The site on which the Seaside Chapel now sits had been designated for a house of worship since the town’s plan was originally created by the firm DPZ in the 1980s. Nearly twenty years later, in 1999, ground was broken on the site and architect Scott Merrill of the Vero Beach firm Merrill, Pastor & Colgan was selected to design the chapel. Dedication of the worship space took place in October of 2001.

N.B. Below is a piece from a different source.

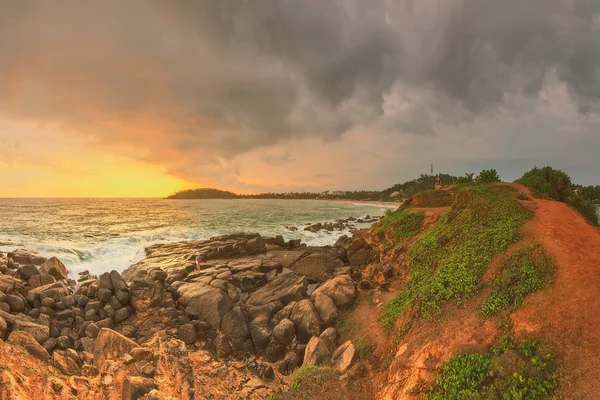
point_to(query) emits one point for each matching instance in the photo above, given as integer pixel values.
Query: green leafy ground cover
(524, 272)
(510, 372)
(447, 262)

The building was intended as a non-denominational, or interfaith, worship space so Merrill opted to avoid iconic or architectural language traditionally associated with any one particular faith. Instead the building takes on a vernacular – although still exalted – appearance, utilizing the language of its particular region of the United States. A center aisle configuration in plan and board and batten construction reflect a Carpenter Gothic style. This feel is continued in the interior of the stays in that style with heart pine floors and white walls. A local artisan was recruited to construct the Chapel’s altar, also of heart pine, and inscribe it with the words of Psalms 98:1.
The Chapel is located prominently within the town of Seaside at the head of the town’s center, Ruskin Square; it serves as the terminus to the town’s primary axis. Several elements were used to accentuate the importance of this structure. Its steeply-pitched roof rises to fifty feet, giving it an impressive appearance from both the interior and the exterior and making it the tallest building in all of Seaside. The bell tower soars even higher, to a final height of sixty-eight feet. Its disposition makes it an obvious beacon for all believers, inviting people of all faiths to gather and worship together.